Потому, отче настоятеле, смиреннейше прошу тебя: милостиво дай мне уйти в скромную келью промеж прочей братии, избавь от служения, да и годков уж мне довольно чтоб поливать яблоньки наши, да сидеть-посиживать подале ото всех, скромностью малого труда своего оправдывая хлеб монастырский да капустку.
Иль второе, отче, на усмотрение твоё: вели братьям отстроить мне келейку ладную, не стыдобную, где принимать народ бы я стал покойно и в удобстве, с помощниками, но Михайлу Леонидыча от меня, отче, отступи, не вели приходить, или пусть бы, да не ко мне, потому, чую я, прельстивые его речи для меня пагубны, прозреваю искушение в них, и через слабость свою и немочь могу пасть.
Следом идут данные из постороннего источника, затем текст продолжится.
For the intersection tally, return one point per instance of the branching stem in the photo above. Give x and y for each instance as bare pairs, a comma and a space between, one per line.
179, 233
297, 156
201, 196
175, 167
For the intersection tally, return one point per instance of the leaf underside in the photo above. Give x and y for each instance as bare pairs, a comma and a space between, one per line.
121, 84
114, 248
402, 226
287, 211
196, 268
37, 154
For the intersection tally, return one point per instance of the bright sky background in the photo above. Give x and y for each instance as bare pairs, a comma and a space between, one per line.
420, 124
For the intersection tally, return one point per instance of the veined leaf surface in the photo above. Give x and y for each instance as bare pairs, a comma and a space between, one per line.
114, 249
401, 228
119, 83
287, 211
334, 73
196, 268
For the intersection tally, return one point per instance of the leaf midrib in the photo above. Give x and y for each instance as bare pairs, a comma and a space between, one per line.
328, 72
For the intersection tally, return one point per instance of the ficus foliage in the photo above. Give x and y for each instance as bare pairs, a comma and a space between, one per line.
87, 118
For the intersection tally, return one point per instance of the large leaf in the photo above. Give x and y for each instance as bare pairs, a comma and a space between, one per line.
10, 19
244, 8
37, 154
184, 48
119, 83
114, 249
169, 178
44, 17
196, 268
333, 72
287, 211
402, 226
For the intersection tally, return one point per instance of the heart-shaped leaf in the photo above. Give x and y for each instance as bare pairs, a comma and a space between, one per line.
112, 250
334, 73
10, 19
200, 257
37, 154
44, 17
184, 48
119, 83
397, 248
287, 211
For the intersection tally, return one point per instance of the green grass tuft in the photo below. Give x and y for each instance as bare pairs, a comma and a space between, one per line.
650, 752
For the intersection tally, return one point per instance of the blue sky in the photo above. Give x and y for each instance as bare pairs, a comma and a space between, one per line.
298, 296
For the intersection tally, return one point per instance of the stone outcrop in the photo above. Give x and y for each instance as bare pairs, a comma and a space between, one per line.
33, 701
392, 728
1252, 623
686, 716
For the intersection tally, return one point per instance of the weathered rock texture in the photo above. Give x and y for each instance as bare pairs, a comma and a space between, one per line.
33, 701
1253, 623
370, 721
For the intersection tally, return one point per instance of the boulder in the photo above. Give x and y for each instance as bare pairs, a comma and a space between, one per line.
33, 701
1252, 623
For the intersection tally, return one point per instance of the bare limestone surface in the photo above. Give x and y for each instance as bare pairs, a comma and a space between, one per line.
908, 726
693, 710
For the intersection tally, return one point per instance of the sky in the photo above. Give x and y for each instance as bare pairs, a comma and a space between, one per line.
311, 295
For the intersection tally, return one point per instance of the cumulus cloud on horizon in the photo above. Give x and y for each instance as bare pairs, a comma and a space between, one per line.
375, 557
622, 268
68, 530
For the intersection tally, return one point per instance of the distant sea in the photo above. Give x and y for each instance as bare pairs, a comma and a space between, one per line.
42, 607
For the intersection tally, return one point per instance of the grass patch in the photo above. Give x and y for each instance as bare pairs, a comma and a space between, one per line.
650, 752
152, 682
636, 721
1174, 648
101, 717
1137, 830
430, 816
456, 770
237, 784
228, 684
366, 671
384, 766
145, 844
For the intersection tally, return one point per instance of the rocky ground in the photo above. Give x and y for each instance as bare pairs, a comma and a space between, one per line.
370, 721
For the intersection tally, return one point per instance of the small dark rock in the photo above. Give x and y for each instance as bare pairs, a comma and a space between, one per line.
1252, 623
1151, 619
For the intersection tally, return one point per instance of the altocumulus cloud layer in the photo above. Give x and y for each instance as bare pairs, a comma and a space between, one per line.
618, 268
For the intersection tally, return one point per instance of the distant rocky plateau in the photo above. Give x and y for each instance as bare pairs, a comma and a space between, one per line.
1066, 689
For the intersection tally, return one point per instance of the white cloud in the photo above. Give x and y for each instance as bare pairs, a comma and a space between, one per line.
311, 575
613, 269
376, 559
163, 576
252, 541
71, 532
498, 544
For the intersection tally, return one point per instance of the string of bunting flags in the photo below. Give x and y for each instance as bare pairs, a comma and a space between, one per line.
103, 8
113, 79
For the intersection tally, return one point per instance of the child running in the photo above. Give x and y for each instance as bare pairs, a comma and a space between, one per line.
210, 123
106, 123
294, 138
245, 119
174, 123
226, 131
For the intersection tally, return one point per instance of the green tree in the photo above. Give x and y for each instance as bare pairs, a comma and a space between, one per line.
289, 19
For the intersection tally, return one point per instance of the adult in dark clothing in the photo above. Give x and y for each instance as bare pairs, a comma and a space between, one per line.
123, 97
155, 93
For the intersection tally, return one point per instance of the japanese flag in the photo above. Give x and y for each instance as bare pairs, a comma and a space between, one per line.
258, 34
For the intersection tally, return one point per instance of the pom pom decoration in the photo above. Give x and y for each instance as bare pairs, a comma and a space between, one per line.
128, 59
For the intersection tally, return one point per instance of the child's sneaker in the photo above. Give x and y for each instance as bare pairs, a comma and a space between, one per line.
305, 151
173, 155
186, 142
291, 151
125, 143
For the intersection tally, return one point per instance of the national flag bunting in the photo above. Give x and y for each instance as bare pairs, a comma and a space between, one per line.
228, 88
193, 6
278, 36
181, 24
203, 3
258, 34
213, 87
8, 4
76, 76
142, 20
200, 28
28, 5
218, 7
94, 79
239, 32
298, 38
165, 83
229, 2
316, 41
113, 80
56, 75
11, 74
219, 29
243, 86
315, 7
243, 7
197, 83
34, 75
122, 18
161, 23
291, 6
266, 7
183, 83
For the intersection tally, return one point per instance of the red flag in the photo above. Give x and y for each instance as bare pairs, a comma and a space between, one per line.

...А Варсонофушку-от нашего, я и дале буду содержать, отче, чтоб ты мне ни выбрал. Живётся ему хорошо в подвальчике, кушает мало, я ему каши кастрюлечку ношу раз в две дни, да водицы, да яблочко, а он сидит всё да глядит ясно, глаз будто светиться стал, такой голубой да чистый, и как мы тогда с тобой свели его в подвальчик тайно, да заперли, тому два десятка лет – так и не исстарился даже, бороды не отросло, кожа чиста и сам опрятен, и ни духу от него, ни шуму. Ты хоть, по трудам своим великим, и не находишь времени его навещать, а вот я как посижу с ним, как посмотрит он на меня – молчит, улыбается – так и легче станет. А он и не плачет боле, не блажит. Видать, понял, что пользу принёс монастырьку, братию больше не смущает, и себе польза тож: сиди да гляди, чего плакать-то о грехах?